Buddhism became the ideology of the Joseon Dynasty (1392-1910) and Confucianism became a code of ethical conduct

Protestantism is now the largest religious group in Korea and even built a megachurch in Seoul that can be filled up to 800,000 people. It is said that 1 out of 5 Koreans may be a Protestant.
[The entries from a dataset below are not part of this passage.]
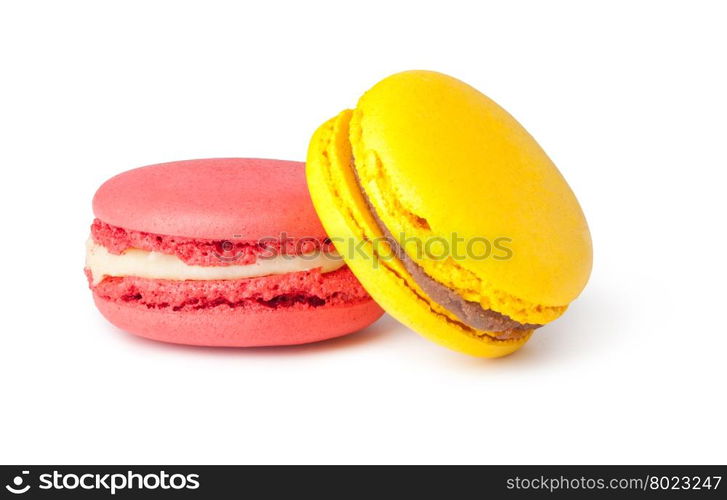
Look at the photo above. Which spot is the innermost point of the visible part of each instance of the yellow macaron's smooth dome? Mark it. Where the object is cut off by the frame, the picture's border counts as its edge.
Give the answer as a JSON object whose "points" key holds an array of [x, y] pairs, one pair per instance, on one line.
{"points": [[440, 150]]}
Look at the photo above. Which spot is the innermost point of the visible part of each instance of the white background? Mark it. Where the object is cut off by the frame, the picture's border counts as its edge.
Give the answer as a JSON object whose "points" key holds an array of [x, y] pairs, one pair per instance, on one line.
{"points": [[629, 101]]}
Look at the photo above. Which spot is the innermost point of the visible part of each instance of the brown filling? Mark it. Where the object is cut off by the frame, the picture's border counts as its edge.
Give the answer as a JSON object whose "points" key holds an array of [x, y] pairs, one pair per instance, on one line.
{"points": [[470, 313]]}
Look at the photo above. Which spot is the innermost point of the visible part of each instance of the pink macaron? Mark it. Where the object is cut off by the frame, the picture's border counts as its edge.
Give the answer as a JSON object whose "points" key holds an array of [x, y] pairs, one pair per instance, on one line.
{"points": [[220, 252]]}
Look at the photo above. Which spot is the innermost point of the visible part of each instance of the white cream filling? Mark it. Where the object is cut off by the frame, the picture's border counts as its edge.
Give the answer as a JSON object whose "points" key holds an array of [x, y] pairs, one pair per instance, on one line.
{"points": [[155, 265]]}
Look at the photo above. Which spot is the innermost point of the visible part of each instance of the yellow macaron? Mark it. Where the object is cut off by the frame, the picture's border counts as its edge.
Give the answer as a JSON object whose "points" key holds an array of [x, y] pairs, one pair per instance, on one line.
{"points": [[449, 213]]}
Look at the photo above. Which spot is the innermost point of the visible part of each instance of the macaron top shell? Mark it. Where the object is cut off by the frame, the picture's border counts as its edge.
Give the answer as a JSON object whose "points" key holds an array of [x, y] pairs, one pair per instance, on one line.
{"points": [[216, 199], [437, 158]]}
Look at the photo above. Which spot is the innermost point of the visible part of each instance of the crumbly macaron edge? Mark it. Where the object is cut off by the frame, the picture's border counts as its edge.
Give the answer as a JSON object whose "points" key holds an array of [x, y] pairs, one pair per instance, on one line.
{"points": [[402, 220]]}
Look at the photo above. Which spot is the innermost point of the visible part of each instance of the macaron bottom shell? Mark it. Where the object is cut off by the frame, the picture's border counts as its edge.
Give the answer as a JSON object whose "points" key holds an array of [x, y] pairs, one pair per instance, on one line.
{"points": [[222, 327], [357, 236]]}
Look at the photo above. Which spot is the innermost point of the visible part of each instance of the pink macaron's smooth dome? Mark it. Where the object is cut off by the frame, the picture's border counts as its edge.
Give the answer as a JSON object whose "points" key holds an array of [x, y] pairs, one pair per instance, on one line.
{"points": [[216, 199]]}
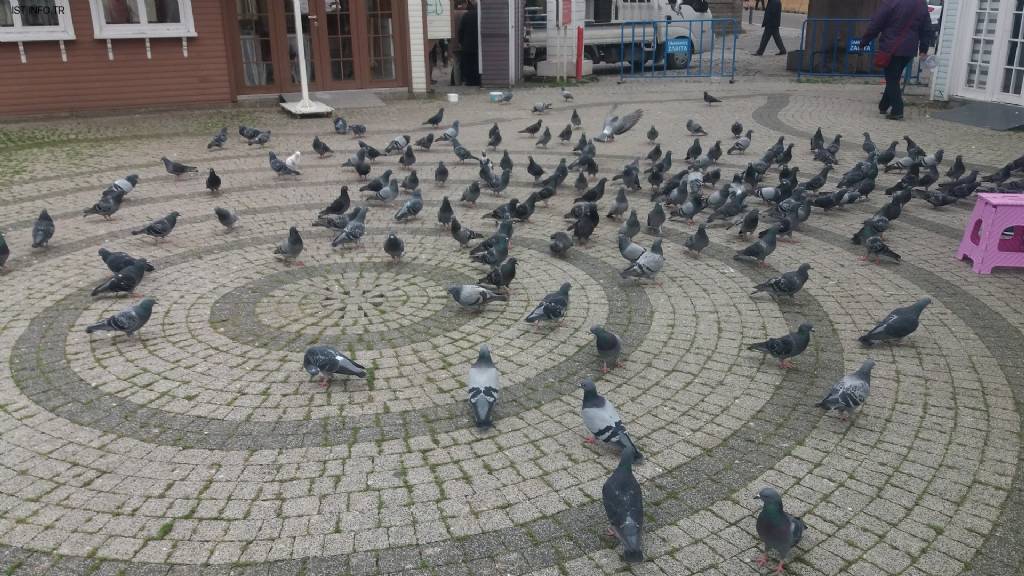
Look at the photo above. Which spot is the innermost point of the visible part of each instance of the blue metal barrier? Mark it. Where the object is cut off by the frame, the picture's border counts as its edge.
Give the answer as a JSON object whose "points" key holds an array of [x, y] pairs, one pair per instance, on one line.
{"points": [[678, 48], [832, 47]]}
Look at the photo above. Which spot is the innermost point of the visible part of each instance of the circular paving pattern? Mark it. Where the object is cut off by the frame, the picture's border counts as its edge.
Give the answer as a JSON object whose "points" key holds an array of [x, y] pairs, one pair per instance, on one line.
{"points": [[200, 446]]}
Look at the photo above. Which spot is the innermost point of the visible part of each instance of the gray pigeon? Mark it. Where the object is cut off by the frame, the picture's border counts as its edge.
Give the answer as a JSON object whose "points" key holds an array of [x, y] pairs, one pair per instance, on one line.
{"points": [[326, 362], [623, 501], [850, 392], [609, 346], [786, 346], [227, 218], [560, 243], [160, 228], [787, 283], [779, 531], [899, 324], [602, 420], [128, 320], [473, 296], [648, 264], [394, 246], [42, 230], [552, 306], [760, 249], [482, 388], [291, 247], [698, 241]]}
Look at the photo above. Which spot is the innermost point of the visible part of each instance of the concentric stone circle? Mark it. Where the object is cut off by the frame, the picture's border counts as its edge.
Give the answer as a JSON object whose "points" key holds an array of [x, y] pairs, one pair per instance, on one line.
{"points": [[353, 482]]}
It now holds occupy a central position in the country’s politics, society, and culture.

For Catholicism, it was introduced to Korea from China and was established in 1784. Pope Francis even visited South Korea and beatified 124 Korean martyrs.

In Korea, there also remain native religions such as Cheondogyo, Daejonggyo, and Jeungsangyo.


Cheondogyo was formed based on Eastern Learning (Donghak) and has a doctrine that “Man is Heaven,”

Daejonggyo worships in the founder of the first Korean state, Dangun, and boosts nationalism.

Jeungsanism (also Jeungsangyo), means “The Dao/Tao of Jeung-san”. They recognize that Gang Ilsun as the incarnation & personification of their God Sangjenim.

In 1955, the Islamic Society of Korea was established. Korean Muslim Federation was also founded in 1967.

Having no religion in South Korea is common, with 56% percent of the population are not affiliated with any religion, as of the 2015 national census. South Korea also has the 5th largest population of atheists in the world, according to a 2012 Gallup International poll.